Eric Kelso (born December 22, 1962) is an American voice actor, director, presenter and producer currently based in Tokyo, Japan.

He is best known as the voice of Paul Phoenix in the video game series, Tekken, as well as Guizhang Chen, Masayuki Fukuhara, and Ren of Heavens in the Shenmue series, Captain Falcon, and Blood Falcon in F-Zero GX, and Jacky Bryant in the Virtua Fighter series. Outside of video games, he has also provided voices for many Japanese TV shows, films, radio programs.

Early life 
Eric Kelso was born and raised in San Jose, California. He attended high school in Santa Cruz and went to the University of California at Santa Barbara where he majored in Film Studies. While at UCSB he received a Corwin Metropolitan Film Award for writing and directing the short film, "an echo en route".

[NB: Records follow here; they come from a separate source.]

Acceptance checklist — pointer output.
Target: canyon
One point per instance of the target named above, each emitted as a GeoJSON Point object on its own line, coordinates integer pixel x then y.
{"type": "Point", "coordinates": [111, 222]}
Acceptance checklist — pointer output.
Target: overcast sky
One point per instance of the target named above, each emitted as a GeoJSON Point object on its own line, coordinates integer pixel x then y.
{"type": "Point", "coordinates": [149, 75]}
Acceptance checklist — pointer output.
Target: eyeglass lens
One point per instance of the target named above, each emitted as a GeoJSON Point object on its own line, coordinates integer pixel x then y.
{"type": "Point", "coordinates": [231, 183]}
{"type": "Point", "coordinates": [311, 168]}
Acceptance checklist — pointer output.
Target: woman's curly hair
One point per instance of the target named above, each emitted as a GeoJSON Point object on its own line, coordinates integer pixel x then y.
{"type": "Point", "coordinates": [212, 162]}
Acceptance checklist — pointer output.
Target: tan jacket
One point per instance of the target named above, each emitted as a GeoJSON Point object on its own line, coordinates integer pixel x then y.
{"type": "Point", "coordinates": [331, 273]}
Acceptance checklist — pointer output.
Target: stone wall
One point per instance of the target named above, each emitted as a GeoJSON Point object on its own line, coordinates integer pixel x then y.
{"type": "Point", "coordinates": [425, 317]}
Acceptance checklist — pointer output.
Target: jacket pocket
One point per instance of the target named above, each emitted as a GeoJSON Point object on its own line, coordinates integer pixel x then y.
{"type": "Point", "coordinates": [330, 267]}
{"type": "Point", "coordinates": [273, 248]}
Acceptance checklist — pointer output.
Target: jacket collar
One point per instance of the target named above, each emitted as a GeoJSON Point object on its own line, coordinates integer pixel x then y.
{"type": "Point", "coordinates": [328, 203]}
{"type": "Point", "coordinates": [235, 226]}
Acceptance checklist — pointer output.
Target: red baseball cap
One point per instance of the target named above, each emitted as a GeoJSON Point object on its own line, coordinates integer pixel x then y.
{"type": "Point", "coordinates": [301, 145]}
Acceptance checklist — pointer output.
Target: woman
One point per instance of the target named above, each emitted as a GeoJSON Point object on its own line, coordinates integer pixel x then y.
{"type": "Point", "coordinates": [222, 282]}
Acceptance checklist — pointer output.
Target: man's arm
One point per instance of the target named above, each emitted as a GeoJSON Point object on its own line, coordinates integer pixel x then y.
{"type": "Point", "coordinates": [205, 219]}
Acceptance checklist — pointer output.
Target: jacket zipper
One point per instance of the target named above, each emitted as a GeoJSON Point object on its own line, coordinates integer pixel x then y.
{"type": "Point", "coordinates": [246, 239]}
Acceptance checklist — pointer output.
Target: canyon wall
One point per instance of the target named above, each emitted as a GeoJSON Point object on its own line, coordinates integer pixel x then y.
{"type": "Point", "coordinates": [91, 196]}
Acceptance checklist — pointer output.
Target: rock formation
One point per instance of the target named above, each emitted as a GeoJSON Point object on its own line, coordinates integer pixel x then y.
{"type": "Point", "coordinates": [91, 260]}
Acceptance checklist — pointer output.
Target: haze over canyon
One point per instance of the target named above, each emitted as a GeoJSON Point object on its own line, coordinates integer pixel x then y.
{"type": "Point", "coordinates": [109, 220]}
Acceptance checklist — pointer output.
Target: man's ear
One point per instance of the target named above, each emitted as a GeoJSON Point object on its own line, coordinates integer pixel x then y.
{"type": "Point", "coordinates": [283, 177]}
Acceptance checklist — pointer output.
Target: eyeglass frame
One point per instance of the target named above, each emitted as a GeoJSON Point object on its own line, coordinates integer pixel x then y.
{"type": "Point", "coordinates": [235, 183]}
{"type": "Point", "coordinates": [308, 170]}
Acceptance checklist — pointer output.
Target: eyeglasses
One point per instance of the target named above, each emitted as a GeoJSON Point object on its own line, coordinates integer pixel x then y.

After graduating in 1986, he set out to travel the world in search of documentary film subjects. He eventually made his way to his current long-time residence of Japan.

Career

Narration 
Kelso has been active in Japan doing English-language and Japanese-language voiceovers for movies, television shows, children's programs and educational broadcasting. In 1995, Kelso provided live interactive voiceover and CG movement work for Mr. Mike, a sarcastic talking microphone character, around the world. Notable events include TELECOM 95 in Geneva, Switzerland, as well as at ASIA TELECOM 97 in Singapore.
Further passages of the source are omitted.